The biggest problem with Kotlin is also it's biggest strength: excellent interop with Java. This means that you can use all of the Java libraries...but that also makes writing new libraries in idiomatic Kotlin unnecessary, so you're going to get less of them, and have to use a lot of crummy old Java APIs.
Try Kotlin with the Spring Boot framework. I view Spring Boot as the Rails of the Java world and the Spring team has done a lot of work lately on Kotlin compatibility and idiomatic APIs.
This week I’ve been porting one of my Spring Boot apps to Kotlin and that was a great experience.
The only thing I’m waiting for is good reactive drivers for Postgres and then you can go with their new reactor based apis instead of the older one-thread per request Spring MVC.
This is a good point. I haven't used Spring in forever, so I don't know if/how it takes advantage of any modern Java features, but I could see Java 8/9/10 and (a framework like) Spring being pleasant and productive.
The Spring and Spring Boot teams have done a lot of work on this. IIRC Spring Boot 2.1 is compatible up until Java 11, and Java 12 support should be in 2.2.

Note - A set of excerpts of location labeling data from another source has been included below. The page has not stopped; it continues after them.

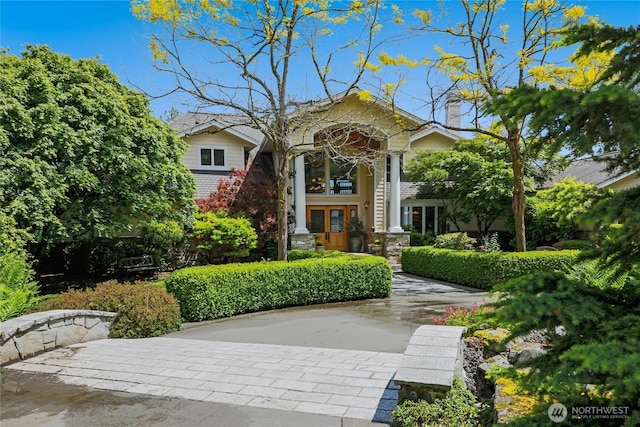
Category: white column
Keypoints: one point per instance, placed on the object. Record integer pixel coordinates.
(300, 196)
(394, 195)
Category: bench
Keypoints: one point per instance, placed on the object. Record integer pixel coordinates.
(139, 264)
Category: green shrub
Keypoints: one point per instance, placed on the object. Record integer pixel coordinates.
(142, 310)
(579, 245)
(165, 241)
(18, 291)
(473, 318)
(458, 409)
(458, 241)
(211, 292)
(298, 254)
(219, 235)
(481, 269)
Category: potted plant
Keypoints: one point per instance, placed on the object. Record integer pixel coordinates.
(356, 231)
(376, 247)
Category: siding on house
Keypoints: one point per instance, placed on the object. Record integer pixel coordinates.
(235, 149)
(626, 183)
(207, 183)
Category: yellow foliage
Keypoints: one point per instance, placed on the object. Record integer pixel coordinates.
(541, 5)
(157, 52)
(574, 13)
(491, 336)
(519, 403)
(423, 15)
(365, 96)
(387, 59)
(158, 10)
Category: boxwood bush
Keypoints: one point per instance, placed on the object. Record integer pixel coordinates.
(142, 310)
(215, 291)
(298, 254)
(481, 269)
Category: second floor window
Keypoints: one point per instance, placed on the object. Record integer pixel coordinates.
(323, 176)
(212, 157)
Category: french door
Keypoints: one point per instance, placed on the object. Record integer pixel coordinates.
(329, 223)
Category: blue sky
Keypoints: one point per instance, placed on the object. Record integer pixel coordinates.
(107, 29)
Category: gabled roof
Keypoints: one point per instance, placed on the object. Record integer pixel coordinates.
(591, 171)
(431, 130)
(192, 123)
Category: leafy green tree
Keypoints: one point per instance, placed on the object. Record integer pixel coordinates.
(557, 212)
(218, 235)
(605, 116)
(484, 58)
(257, 51)
(620, 242)
(591, 314)
(473, 177)
(80, 154)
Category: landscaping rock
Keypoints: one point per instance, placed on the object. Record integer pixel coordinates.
(485, 388)
(490, 339)
(524, 351)
(473, 357)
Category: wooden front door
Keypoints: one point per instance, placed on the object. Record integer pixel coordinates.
(330, 225)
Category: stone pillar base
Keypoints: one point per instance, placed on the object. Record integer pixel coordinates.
(394, 243)
(303, 241)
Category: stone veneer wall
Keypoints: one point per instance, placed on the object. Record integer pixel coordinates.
(303, 241)
(431, 361)
(28, 335)
(394, 243)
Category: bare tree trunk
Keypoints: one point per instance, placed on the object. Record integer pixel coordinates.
(283, 200)
(517, 164)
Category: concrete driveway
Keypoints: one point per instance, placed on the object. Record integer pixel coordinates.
(52, 391)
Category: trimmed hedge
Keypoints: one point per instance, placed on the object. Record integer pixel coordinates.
(481, 269)
(298, 254)
(142, 310)
(215, 291)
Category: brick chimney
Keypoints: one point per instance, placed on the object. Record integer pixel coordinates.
(452, 110)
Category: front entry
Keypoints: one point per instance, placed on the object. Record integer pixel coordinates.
(329, 223)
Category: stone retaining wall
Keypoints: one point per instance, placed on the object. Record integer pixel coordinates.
(433, 358)
(35, 333)
(303, 241)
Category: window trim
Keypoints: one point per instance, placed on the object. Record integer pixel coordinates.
(213, 166)
(423, 203)
(327, 179)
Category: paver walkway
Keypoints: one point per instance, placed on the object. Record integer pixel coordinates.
(345, 383)
(352, 387)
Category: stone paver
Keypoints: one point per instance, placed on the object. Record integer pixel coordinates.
(351, 384)
(259, 384)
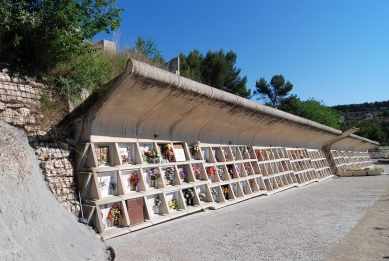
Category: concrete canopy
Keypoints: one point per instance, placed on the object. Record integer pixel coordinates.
(148, 103)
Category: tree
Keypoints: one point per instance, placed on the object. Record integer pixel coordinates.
(216, 69)
(148, 47)
(310, 109)
(272, 93)
(42, 33)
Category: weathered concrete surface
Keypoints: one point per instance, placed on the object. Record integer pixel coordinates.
(298, 224)
(145, 102)
(33, 225)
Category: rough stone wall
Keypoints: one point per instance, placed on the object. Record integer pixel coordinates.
(19, 106)
(379, 153)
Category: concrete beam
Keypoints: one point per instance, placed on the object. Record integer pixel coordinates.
(327, 145)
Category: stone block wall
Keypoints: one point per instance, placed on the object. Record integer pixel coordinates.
(379, 153)
(19, 106)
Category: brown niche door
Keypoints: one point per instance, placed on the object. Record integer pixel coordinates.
(135, 209)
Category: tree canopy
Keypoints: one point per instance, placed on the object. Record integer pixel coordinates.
(216, 69)
(274, 91)
(311, 109)
(41, 33)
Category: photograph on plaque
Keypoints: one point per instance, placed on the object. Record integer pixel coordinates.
(102, 155)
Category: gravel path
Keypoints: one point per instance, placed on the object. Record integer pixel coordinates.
(298, 224)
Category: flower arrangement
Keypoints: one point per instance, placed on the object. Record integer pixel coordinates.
(189, 194)
(182, 174)
(257, 154)
(154, 174)
(112, 186)
(102, 183)
(214, 194)
(251, 183)
(151, 155)
(195, 148)
(202, 195)
(133, 180)
(196, 170)
(211, 171)
(220, 172)
(231, 171)
(126, 159)
(115, 213)
(226, 155)
(169, 173)
(173, 204)
(238, 171)
(167, 151)
(243, 150)
(157, 202)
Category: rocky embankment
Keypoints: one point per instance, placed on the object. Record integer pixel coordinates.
(379, 153)
(33, 225)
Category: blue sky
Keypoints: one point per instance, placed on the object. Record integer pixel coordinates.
(333, 51)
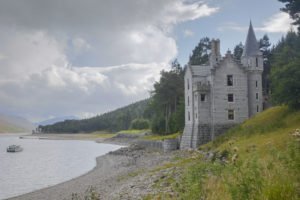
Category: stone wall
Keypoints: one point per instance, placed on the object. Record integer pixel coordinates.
(204, 133)
(170, 144)
(219, 129)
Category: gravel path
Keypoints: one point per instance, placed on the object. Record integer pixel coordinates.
(113, 173)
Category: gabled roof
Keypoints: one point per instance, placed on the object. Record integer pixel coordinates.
(251, 45)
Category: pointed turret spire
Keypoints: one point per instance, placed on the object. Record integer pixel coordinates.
(251, 45)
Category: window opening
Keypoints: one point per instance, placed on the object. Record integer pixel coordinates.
(231, 114)
(230, 97)
(229, 80)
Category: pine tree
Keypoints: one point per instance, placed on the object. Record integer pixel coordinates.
(264, 45)
(292, 7)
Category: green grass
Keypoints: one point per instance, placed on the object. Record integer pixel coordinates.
(267, 166)
(102, 134)
(133, 131)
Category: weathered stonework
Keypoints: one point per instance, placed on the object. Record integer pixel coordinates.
(223, 93)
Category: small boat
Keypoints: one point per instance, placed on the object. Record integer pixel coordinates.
(14, 148)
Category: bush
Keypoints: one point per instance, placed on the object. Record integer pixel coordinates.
(139, 124)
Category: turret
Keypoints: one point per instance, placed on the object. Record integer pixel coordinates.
(252, 57)
(215, 55)
(253, 62)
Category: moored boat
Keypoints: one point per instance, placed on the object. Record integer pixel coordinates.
(14, 148)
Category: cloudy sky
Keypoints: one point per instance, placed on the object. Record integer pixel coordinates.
(86, 57)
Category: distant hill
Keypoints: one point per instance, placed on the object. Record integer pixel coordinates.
(116, 120)
(55, 120)
(14, 124)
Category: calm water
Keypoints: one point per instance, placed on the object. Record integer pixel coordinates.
(44, 163)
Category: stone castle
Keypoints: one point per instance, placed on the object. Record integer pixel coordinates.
(222, 93)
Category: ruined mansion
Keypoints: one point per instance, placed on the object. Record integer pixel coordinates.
(222, 93)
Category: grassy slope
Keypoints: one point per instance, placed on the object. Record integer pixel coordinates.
(267, 166)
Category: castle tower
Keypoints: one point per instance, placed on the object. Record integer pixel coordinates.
(253, 61)
(215, 56)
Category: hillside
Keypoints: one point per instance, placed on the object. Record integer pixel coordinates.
(257, 160)
(116, 120)
(13, 124)
(55, 120)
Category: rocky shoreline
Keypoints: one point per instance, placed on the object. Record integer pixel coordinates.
(117, 175)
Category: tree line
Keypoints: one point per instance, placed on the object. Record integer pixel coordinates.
(164, 111)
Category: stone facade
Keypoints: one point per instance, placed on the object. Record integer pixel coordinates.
(223, 93)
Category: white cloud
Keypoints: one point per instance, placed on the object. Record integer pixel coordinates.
(53, 59)
(188, 33)
(80, 44)
(278, 23)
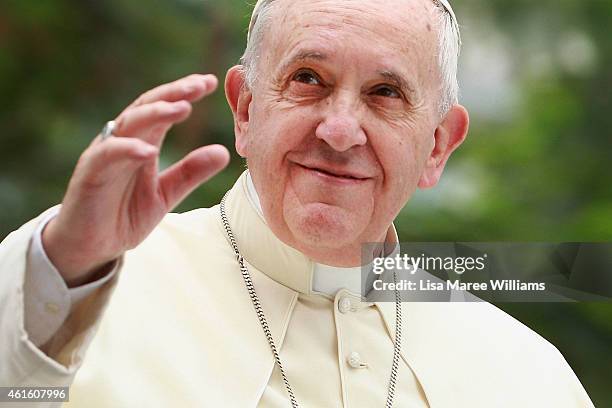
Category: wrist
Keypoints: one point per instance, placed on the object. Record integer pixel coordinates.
(71, 261)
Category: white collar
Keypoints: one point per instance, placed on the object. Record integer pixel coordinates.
(326, 279)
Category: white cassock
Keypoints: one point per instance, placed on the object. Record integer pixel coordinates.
(180, 330)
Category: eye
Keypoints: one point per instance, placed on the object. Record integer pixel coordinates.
(307, 77)
(387, 92)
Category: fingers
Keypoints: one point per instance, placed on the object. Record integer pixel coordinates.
(115, 158)
(190, 88)
(154, 112)
(150, 122)
(183, 177)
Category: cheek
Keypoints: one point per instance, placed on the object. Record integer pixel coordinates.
(402, 161)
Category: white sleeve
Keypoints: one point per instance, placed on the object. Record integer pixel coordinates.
(47, 299)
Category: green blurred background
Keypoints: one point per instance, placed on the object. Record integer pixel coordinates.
(536, 77)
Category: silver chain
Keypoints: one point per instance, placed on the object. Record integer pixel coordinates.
(266, 328)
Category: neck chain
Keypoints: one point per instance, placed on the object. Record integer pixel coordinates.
(266, 329)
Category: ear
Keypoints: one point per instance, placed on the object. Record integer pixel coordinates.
(449, 135)
(239, 98)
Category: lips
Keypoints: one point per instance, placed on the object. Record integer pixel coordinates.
(339, 173)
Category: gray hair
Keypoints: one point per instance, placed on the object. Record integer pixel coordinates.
(449, 47)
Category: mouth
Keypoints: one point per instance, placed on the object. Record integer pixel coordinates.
(334, 174)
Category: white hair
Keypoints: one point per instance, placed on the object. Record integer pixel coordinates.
(449, 46)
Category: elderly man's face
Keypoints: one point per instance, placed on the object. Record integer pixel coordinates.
(341, 126)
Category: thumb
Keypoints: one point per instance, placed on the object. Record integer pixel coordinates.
(197, 167)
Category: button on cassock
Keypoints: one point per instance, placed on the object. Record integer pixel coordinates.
(344, 305)
(354, 360)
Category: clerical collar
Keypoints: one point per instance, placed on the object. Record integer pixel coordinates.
(326, 279)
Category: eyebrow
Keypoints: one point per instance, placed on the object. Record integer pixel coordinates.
(303, 55)
(389, 75)
(398, 81)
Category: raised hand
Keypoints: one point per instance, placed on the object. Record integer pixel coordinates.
(116, 195)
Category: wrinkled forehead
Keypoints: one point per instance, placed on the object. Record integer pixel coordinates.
(444, 4)
(400, 34)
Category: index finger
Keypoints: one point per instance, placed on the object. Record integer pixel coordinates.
(190, 88)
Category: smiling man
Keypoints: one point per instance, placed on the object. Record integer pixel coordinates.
(342, 109)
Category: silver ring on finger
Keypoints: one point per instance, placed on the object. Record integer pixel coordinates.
(108, 129)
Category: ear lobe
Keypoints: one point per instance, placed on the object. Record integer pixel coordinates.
(239, 99)
(448, 136)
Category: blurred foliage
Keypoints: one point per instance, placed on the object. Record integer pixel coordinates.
(536, 166)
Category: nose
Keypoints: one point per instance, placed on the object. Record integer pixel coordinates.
(341, 129)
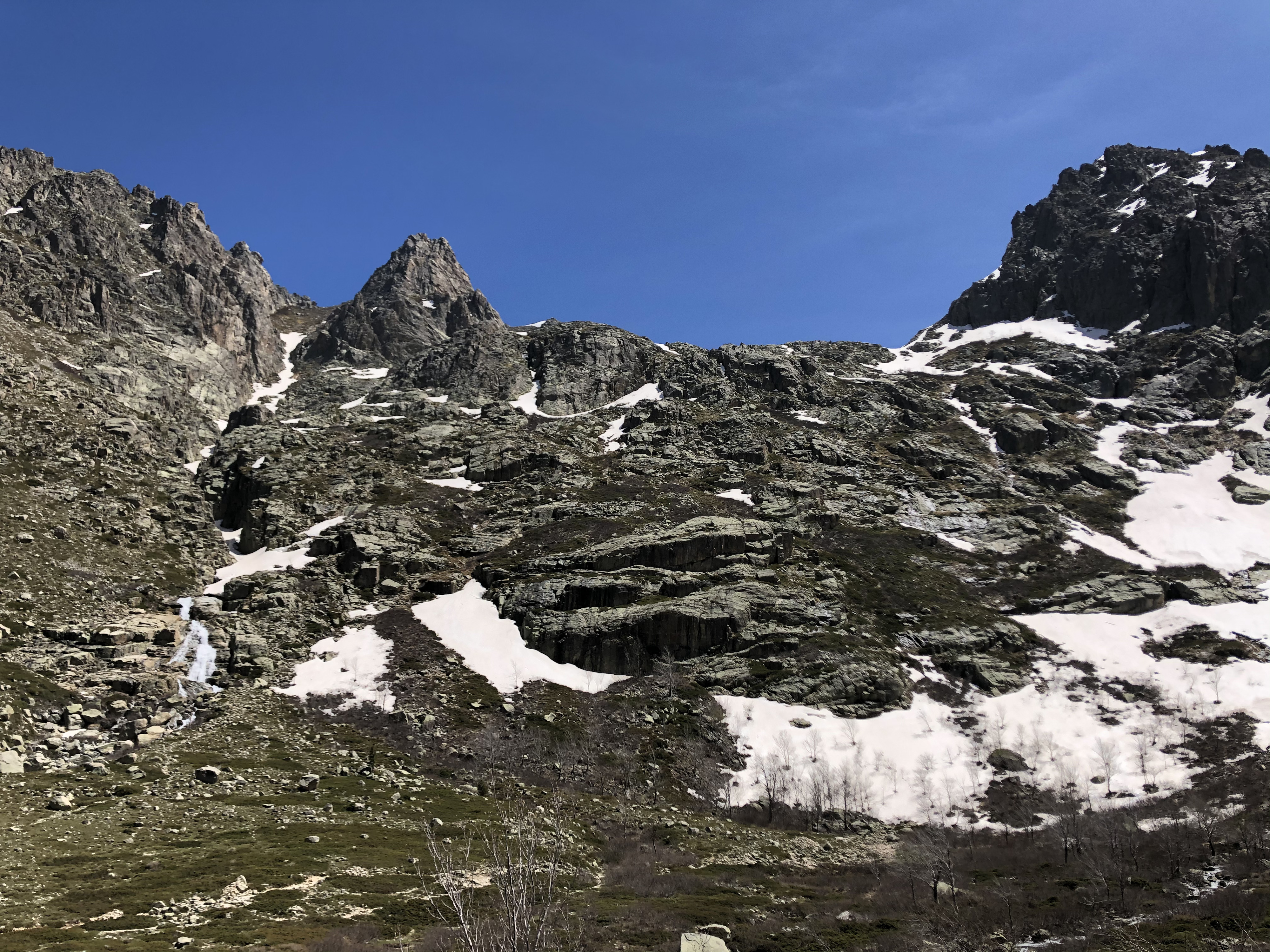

Some API's are adapted to take advantage of modern Java features like for example JPA repositories that can return Optional<T> for single row queries and Stream<T> for multi row queries. Some API's have been improved with functional equivalents.
If you combine this with Kotlin you get all the power of the Spring framework together with excellent nullability checks and modern language features that Kotlin brings to the table.